A hash table maintains two arrays, one for keys, one for values (or possibly one array of (key, value) pairs - it doesn't really matter). The elements of these arrays are referred to as buckets. When required to find the associated value for a given key, the key is fed through a hash function to yield an integer (called the hash value). This integer is then the index to the associated value. Commonly the hash value is calculated using modular arithmetic, modulo a prime p (with a hash table of size p). This is known to reduce the frequency of hash collisions.
Hash tables offer insertions, lookups, and deletions in O(1) amortized time, with the caveat that hash collisions need to be dealt with. A collision happens when two or more different keys hash to the same integer (they have the same hash value). Techniques for dealing with collisions include probing, chaining, and rehashing. Note that probing and chaining are generally mutually exclusive.
Probing is, upon finding a collision, moving to the next free bucket in the table (or incrementing by some number other than 1). Chaining involves using each bucket as a pointer to another structure, such as an array, a linked list, or even another hash (preferably with a different size and/or hashing function).
Both probing and chaining can be problematic because, as more and more elements are added to the hash, the O(1) property is lost! Rehashing is a technique to minimize this effect: by increasing the size of the table and recomputing the hash values with respect to the new table size, the O(1) property can be maintained. Hash tables work faster the fewer occupied entries they have because there will be fewer collisions. If the ratio of occupied entries to total entries is kept below some fixed constant then the performance of hash tables will be reasonable.
If all of the keys that will be used are known ahead of time, you can create a perfect hash table, in which all probes are guaranteed to be O(1), and is called perfect hashing. There is also minimal perfect hashing.

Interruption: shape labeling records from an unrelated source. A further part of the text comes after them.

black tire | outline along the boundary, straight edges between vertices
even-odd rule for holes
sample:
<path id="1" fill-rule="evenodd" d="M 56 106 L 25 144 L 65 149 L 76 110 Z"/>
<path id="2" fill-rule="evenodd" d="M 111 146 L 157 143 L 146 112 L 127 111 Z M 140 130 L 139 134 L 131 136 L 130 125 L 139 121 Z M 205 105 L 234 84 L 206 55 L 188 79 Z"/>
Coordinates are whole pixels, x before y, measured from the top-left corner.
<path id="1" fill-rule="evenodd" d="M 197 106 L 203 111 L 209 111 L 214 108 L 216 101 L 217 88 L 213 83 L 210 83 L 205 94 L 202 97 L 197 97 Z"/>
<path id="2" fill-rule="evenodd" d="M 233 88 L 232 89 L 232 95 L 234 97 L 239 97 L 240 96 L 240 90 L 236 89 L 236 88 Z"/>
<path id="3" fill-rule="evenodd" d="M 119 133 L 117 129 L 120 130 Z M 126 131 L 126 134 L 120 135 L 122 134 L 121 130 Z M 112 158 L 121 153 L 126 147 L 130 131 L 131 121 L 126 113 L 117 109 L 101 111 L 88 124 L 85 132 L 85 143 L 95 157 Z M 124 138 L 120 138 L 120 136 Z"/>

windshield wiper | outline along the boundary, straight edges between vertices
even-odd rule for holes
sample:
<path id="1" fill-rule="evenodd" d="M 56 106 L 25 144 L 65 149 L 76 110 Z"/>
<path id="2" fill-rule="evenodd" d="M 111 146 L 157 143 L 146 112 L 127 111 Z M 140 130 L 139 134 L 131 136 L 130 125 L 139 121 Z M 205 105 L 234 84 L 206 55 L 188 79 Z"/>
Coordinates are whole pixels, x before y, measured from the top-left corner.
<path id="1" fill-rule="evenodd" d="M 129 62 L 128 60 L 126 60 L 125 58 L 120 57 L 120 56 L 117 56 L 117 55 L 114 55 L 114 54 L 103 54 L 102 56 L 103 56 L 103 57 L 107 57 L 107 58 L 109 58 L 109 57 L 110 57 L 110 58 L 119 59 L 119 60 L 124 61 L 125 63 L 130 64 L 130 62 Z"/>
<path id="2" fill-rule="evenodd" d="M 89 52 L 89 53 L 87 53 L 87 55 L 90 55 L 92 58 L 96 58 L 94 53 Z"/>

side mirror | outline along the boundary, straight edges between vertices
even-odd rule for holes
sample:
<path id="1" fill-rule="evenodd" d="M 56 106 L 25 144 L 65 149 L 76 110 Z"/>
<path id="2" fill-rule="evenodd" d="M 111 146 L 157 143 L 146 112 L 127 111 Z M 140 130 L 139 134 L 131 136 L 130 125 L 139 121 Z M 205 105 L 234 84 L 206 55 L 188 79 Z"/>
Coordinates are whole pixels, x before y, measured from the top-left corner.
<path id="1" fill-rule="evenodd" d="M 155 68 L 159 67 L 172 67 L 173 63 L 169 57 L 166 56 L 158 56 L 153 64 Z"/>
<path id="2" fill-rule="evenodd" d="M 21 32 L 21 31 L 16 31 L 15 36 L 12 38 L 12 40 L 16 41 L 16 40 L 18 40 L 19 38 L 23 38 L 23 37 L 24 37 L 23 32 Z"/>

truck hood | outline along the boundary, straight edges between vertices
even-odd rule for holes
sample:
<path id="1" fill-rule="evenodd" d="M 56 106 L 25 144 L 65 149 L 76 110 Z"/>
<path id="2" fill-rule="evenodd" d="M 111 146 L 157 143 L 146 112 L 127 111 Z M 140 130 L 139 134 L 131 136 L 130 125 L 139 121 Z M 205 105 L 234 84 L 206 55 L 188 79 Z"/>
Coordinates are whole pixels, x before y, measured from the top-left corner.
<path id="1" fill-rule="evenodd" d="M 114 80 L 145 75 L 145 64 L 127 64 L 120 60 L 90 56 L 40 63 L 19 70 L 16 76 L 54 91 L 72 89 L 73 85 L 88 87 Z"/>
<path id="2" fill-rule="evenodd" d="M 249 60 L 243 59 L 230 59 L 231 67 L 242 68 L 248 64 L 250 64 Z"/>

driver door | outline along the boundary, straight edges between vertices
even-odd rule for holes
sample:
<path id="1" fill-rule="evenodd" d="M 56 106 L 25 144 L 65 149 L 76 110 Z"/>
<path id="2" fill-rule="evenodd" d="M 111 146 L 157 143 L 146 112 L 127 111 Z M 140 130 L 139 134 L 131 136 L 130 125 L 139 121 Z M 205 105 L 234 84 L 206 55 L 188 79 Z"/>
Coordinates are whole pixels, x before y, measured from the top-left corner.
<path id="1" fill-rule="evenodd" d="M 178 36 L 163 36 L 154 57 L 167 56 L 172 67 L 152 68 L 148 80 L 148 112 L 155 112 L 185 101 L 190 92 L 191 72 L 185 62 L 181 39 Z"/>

Widely useful, hash tables are found in a wide variety of programs. They have been added as primitives to many programming languages (such as Python, Perl, and Lua) where they are sometimes called dictionaries. In these languages, hash tables tend to be used extensively as data structures, sometimes replacing records and arrays. The primary disadvantage of hashing is that logically "adjacent" keys can't be easily located (ie, after locating a key, there typically isn't any special operation for immediately finding the previous or next key in the sorted set of keys).